しかし最近、辛い食べ物を「毎日」食べ続けることと、腸の深刻な炎症との関連を示す研究が報告されました。
🌸 美咲
「悠々さん、私、最近ハマっちゃって……激辛ラーメン巡りが趣味なんです。辛いもの好きって、体に悪いんですか?」
🍵 悠々
「美咲さん、辛いものが好きなこと自体は、決して悪いことではありませんよ。でも、ひとつ気になる研究が発表されたんです」
🌸 美咲
「研究……?」
🍵 悠々
「はい。辛い食品を毎日食べる習慣が、クローン病という腸の難病のリスク上昇と関連していた──そんな報告が出ました。大事なのは、辛いものを"楽しむ"ことと"依存する"ことの違いなんです」
🌸 美咲
「クローン病……聞いたことはあるけど、よく分からないです」
🍵 悠々
「クローン病は、腸に慢性的な炎症が起きる病気で、腹痛や下痢が長く続きます。日本でも患者数が増えていて、食事との関係が注目されているんですよ」
毎日の辛い食事が「クローン病リスク1.6倍」に
この研究は、サウジアラビア保健省のAnas Almofarreh氏らが医学誌「Nutrition」2026年5月号に発表した症例対照研究です。
対象は、サウジアラビアの民間クリニックを受診したクローン病患者226例、潰瘍性大腸炎患者157例、そして対照群390例の計773名。辛い食品は「唐辛子やホットソースを使用した料理」と定義され、自己記入式の質問票で評価されました。

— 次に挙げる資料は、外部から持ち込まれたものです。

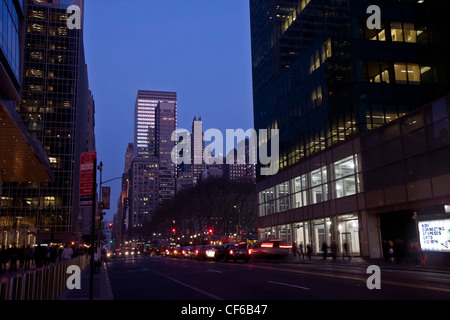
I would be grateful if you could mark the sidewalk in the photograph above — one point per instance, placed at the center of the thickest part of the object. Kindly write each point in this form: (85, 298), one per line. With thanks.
(360, 262)
(101, 290)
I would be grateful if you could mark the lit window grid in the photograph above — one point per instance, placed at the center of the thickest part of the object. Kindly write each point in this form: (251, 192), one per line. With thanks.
(333, 181)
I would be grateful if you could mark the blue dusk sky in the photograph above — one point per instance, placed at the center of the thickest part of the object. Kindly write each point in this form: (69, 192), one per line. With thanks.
(198, 48)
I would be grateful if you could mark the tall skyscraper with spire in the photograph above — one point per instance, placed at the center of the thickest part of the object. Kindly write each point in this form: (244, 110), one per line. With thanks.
(153, 174)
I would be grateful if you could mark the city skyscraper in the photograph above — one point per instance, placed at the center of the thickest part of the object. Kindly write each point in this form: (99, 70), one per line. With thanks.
(166, 124)
(54, 108)
(338, 90)
(145, 120)
(153, 174)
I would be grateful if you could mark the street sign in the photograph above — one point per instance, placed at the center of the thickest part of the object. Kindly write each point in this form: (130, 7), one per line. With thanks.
(106, 191)
(87, 178)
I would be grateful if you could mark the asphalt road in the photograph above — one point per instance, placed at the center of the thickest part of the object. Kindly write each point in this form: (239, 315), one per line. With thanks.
(159, 278)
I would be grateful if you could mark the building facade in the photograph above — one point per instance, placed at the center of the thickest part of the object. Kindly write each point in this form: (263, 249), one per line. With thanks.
(152, 174)
(330, 84)
(145, 120)
(54, 109)
(22, 158)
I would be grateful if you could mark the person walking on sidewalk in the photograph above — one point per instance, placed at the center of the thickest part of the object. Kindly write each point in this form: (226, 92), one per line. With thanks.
(334, 250)
(301, 252)
(28, 257)
(324, 249)
(309, 251)
(67, 253)
(294, 248)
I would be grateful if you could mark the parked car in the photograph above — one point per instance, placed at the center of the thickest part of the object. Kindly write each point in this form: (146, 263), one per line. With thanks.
(207, 252)
(185, 252)
(196, 251)
(272, 248)
(234, 251)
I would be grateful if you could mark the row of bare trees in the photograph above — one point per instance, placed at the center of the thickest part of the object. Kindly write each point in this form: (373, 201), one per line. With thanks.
(218, 205)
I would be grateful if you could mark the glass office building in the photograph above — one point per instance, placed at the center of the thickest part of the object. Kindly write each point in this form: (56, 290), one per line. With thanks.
(54, 109)
(323, 78)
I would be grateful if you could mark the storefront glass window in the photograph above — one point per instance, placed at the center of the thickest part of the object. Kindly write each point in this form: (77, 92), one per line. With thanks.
(348, 231)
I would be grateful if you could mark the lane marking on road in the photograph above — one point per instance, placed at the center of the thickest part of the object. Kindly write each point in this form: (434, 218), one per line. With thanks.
(394, 283)
(217, 271)
(189, 286)
(288, 285)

多変量ロジスティック回帰分析──さまざまな背景因子を調整した上での解析──の結果は、こうでした。
辛い食品を毎日摂取する群は、クローン病の発症リスクが1.61倍(調整オッズ比1.61、95%信頼区間1.11〜2.33)
一方、潰瘍性大腸炎については有意な関連なし(調整オッズ比1.03、95%信頼区間0.67〜1.60)

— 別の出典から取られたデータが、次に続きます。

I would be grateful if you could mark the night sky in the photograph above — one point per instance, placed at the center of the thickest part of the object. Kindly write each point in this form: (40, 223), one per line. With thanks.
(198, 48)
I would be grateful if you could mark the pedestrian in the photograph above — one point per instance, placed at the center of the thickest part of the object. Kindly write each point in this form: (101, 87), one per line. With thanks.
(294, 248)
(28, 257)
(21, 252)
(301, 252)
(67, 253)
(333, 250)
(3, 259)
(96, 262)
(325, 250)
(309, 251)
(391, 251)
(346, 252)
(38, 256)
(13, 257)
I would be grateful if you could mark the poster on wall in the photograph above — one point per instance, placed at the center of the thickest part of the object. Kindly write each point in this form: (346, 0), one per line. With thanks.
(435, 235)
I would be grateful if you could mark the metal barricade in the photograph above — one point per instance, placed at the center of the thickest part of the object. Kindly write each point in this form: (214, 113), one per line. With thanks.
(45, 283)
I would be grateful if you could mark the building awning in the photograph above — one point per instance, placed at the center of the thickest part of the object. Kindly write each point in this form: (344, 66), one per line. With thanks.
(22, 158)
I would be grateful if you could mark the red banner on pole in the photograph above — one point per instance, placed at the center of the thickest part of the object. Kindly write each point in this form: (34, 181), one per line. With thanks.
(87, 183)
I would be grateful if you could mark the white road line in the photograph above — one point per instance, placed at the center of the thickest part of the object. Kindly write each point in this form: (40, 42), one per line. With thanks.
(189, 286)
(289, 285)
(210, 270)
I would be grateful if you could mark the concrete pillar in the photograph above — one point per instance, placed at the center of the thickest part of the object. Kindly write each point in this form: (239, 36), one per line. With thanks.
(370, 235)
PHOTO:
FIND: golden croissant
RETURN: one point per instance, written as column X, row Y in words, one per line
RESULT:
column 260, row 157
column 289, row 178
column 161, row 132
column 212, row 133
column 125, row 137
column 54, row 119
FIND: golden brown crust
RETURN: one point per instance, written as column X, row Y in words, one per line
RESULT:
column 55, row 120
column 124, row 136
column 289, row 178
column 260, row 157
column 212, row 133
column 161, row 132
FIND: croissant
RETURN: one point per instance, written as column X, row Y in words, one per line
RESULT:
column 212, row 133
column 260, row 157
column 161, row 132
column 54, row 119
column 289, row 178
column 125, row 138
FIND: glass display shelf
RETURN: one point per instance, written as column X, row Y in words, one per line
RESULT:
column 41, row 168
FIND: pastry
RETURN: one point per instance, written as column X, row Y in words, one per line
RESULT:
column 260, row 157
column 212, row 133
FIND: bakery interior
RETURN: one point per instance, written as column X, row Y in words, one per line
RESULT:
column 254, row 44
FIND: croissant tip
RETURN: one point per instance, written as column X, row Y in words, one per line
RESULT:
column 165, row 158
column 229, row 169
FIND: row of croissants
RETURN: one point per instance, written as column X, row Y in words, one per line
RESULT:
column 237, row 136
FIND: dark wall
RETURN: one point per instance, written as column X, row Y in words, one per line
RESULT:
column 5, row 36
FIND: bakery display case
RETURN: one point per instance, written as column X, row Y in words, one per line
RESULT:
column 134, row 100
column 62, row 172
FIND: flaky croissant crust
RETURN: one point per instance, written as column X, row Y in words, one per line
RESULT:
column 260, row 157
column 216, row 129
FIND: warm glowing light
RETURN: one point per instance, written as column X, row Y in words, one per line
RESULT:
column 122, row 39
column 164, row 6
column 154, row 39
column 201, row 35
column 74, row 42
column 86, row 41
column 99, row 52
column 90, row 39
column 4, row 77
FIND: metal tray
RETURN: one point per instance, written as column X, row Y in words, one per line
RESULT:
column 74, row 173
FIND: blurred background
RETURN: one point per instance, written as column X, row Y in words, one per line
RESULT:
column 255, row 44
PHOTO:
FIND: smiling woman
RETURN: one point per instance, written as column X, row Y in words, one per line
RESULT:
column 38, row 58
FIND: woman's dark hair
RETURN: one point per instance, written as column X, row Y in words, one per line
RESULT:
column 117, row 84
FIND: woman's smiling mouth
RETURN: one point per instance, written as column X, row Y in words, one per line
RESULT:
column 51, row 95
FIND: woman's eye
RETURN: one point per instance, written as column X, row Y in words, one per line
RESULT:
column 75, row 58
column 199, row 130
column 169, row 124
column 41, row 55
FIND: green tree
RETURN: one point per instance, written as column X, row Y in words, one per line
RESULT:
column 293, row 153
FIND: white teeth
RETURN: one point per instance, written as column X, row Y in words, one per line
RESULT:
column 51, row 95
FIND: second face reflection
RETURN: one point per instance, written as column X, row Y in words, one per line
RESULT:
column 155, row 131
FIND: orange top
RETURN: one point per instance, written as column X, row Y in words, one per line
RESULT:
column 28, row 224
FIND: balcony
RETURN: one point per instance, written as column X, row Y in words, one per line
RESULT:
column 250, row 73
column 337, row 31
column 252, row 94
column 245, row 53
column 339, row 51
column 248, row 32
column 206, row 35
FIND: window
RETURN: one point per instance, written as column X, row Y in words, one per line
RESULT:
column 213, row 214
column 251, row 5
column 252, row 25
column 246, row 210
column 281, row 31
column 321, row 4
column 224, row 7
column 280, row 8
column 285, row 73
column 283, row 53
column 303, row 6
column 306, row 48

辛い食品の摂取と、病変の範囲や重症度との関連も認められなかった
つまり、辛い食品を毎日食べる習慣は、クローン病の「発症リスク」と関連している可能性がある一方で、病気そのものの進行度には影響しなかった──ということです。
ここで注意したいのは、これはあくまで「関連」であり、「辛いものがクローン病の原因」と断定する研究ではないこと。ただ、毎日の辛い食事が腸に繰り返し刺激を与えていることは、頭の片隅に置いておきたい知見です。

クローン病
本記事は一般的な健康・漢方知識の提供を目的としており、特定の商品の効能を保証したり、医学的な診断・治療に代わるものではありません。気になる症状や検査値の異常がある場合は、必ず医療機関を受診してください。
🌸 美咲
「1.6倍……。でも悠々さん、漢方ではどう考えるんですか?」
🍵 悠々
「実は、東洋医学では辛味──漢方の言葉で"辛(しん)"──の扱い方を、とても繊細に考えてきたんですよ。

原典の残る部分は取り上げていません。